Egypt awaits US$ 1.2 bn payout after passing IMF’s 4th loan review

The International Monetary Fund (IMF) announced on Tuesday that Egypt passed its fourth review as part of its ongoing US$8 billion loan program with the financial institution.

The staff level agreement at the IMF clears the path for Egypt to receive a sorely needed $1.2 billion tranche, which comes amid a foreign currency shortage exacerbated by a grueling debt repayment schedule.

However, bolstering access and activity in the private sector remains among the fund’s priorities for the program going forward. 

“Staff and authorities agreed on the need to speed up reforms to improve the business environment,” said IMF Egypt Mission Chief Ivanna Hollar. “More decisive efforts are needed to level the playing field.”

The mission’s chief said on Tuesday that reforms should “reduce the [state’s] footprint in the economy, and increase private sector confidence to help Egypt attract foreign investment and develop its full economic potential.”

The IMF has also noted concerns about the military’s role in the economy in prior reviews of Egypt’s economic environment.

Additionally, Hollar emphasized the need for further reforms to enhance domestic revenue mobilization. She cited the government’s commitment to implementing a reform package aimed at increasing tax-to-GDP revenues by two percent over the next two years, focusing on eliminating exemptions rather than raising tax rates.

Yet the international financing body said that, overall, Egyptian authorities had succeeded in continuing to implement key policies to preserve macroeconomic stability despite ongoing regional tensions that have sharply reduced Suez Canal revenues.

In recent months, Prime Minister Mostafa Madbuly estimated that Egypt has lost around $7 billion in Suez Canal revenues due to regional tensions as a result of Israel’s aggression on the Gaza Strip, including the Houthis’ attacks on vessels in the Red Sea.

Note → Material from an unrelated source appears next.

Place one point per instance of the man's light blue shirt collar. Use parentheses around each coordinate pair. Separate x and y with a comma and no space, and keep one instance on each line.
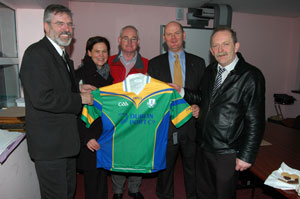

Egypt signed its current loan program with the IMF in 2022, in the wake of an economic spiral precipitated by Russia’s invasion of Ukraine. Cairo later secured a $5 billion increase in March 2024, raising the loan to $8 billion over 46 months. 

During a visit by IMF officials to Cairo in November, Hollar said that substantial progress had been achieved during consultations with the Egyptian government without announcing the status of the review.

At the time, the IMF noted that the government’s decision to hike the prices of certain goods and services through 2024 “temporarily restrained” progress in inflation control, despite steps to tighten monetary policy. 

In line with IMF recommendations to cut spending on subsidies, the government has hiked the cost of fuel, electricity and bread over the past year, effectively pushing up the cost of living for the entire population.

In her Tuesday statement, Hollar recommended that the government increase spending on critical social programs in support of vulnerable groups and the middle class using its primary budget surplus, which it projected to reach five percent of Egypt’s GDP in fiscal year 2026/27. 

The IMF also recommended comprehensive reforms to rebuild fiscal buffers to reduce debt vulnerabilities, and create additional fiscal space for social spending, particularly in health, education, and social protection.